NÖAAB: Themen wie Arbeitswelt, Sozialleistungen und Deregulierung stehen am Programm

Am Bild vlnr: Labg. Franz Rennhofer, NR Hans Rädler, LGF Sandra Kern, Bezirksobmann Bgm. Thomas Heissenberger, Landesobmann LH-Stv. Wolfgang Sobotka, NR Rouven Ertlschweiger

Arbeitsklausur des NÖ Arbeitnehmerinnen- und Arbeitnehmerbundes.
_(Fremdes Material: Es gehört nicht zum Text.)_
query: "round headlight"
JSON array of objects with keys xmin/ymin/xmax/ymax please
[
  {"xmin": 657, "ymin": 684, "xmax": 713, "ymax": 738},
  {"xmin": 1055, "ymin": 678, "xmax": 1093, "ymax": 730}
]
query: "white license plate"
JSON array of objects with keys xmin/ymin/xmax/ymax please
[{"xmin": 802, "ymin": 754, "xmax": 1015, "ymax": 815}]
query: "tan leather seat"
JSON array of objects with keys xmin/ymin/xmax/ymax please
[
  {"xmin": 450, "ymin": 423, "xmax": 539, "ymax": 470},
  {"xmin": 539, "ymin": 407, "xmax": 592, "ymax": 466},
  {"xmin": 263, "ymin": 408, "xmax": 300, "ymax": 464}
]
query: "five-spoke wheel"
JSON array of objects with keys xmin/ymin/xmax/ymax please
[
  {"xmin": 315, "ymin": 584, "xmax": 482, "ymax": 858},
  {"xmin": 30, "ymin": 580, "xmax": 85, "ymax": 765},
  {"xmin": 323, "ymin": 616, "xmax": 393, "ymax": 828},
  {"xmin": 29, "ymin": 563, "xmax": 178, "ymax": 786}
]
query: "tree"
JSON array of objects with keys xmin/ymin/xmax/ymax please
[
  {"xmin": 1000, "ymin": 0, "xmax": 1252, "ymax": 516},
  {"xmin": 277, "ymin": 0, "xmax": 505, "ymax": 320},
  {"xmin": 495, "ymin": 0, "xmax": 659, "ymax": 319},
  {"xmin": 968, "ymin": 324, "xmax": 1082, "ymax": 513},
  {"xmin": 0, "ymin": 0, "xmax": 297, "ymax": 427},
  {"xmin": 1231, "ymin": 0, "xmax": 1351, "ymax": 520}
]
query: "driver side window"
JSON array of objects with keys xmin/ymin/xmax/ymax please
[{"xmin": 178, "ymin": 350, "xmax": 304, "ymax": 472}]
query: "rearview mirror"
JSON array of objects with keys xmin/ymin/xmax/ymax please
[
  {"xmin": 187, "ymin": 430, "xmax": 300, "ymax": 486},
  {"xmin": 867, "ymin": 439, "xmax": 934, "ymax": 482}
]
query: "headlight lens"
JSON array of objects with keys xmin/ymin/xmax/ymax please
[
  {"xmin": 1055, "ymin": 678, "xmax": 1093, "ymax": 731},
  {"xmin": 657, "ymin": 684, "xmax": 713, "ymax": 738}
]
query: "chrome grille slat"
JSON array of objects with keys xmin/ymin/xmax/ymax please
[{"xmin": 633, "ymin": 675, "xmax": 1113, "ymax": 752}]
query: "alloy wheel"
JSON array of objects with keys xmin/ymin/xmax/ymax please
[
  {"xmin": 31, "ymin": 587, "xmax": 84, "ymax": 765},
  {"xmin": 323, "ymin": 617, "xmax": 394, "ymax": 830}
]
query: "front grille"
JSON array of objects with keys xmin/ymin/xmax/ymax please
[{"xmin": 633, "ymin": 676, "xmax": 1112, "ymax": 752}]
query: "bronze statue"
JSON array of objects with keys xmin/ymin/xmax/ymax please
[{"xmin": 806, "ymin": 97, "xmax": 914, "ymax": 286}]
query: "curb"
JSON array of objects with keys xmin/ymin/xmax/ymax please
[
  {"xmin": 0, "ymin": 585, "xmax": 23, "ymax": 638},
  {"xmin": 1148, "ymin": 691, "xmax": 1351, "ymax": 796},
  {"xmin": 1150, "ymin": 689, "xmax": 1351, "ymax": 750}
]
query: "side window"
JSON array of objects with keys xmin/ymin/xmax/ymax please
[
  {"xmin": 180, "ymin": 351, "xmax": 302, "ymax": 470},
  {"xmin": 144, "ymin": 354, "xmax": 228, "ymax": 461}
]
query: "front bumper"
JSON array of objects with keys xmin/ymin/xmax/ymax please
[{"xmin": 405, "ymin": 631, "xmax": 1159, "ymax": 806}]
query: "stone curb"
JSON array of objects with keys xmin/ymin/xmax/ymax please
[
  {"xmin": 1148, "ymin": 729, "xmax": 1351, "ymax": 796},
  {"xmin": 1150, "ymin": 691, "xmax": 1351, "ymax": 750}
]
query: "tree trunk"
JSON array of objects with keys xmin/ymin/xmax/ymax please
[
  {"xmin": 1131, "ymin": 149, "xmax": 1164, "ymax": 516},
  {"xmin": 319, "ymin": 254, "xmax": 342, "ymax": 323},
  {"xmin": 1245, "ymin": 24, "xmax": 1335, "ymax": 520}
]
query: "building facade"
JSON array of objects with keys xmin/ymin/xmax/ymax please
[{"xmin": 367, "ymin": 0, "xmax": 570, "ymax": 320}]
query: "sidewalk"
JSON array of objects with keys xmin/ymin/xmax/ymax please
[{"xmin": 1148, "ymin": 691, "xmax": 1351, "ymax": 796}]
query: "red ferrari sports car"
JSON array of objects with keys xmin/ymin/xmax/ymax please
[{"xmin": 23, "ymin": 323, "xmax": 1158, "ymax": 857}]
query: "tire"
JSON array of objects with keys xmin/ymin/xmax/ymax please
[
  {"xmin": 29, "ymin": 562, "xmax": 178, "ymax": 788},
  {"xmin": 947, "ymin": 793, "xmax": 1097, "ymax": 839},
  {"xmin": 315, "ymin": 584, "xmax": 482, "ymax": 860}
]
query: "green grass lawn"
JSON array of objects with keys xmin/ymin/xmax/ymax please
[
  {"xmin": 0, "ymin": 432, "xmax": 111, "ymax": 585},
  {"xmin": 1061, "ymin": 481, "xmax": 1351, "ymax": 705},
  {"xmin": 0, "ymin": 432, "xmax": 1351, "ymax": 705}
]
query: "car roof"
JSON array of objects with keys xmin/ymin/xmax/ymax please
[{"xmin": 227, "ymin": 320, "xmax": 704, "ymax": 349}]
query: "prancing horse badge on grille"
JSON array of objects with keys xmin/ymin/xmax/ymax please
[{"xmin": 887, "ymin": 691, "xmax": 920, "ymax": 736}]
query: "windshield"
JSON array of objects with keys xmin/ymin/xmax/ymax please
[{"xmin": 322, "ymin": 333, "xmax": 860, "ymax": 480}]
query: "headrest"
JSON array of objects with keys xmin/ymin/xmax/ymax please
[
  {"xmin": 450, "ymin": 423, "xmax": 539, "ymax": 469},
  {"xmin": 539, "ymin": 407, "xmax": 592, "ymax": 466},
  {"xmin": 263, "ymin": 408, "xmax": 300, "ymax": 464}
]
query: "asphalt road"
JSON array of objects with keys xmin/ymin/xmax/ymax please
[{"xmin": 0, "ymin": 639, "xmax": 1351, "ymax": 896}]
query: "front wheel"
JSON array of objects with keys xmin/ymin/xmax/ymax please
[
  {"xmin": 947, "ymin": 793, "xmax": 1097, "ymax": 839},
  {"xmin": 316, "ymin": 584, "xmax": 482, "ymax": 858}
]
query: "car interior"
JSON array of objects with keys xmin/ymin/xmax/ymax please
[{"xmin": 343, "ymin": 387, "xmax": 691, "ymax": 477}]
 „Die Welt um uns verändert sich immer rascher. Politikverdrossenheit und Sorgen um die Zukunft nehmen immer mehr zu. Als politische Organisation, die mitten in der Gesellschaft steht, müssen wir die brennendsten Themen direkt ansprechen und für die Menschen da sein“, betont NÖAAB- Landesobmann LH.Stv. Mag. Wolfgang Sobotka.

Einmal pro Jahr versammeln sich Regierungsmitglieder, Abgeordnete, Personalvertreter und Bezirksobleute des NÖ-Arbeitnehmerinnen- und Arbeitnehmerbundes, um Ziele und Maßnahmen für die Arbeit der größten politischen Arbeitnehmerorganisation in Niederösterreich zu erarbeiten. Die Klausur dient dem Gedankenaustausch über die aktuelle politische Lage und der Erarbeitung von Antworten auf wichtige Fragen.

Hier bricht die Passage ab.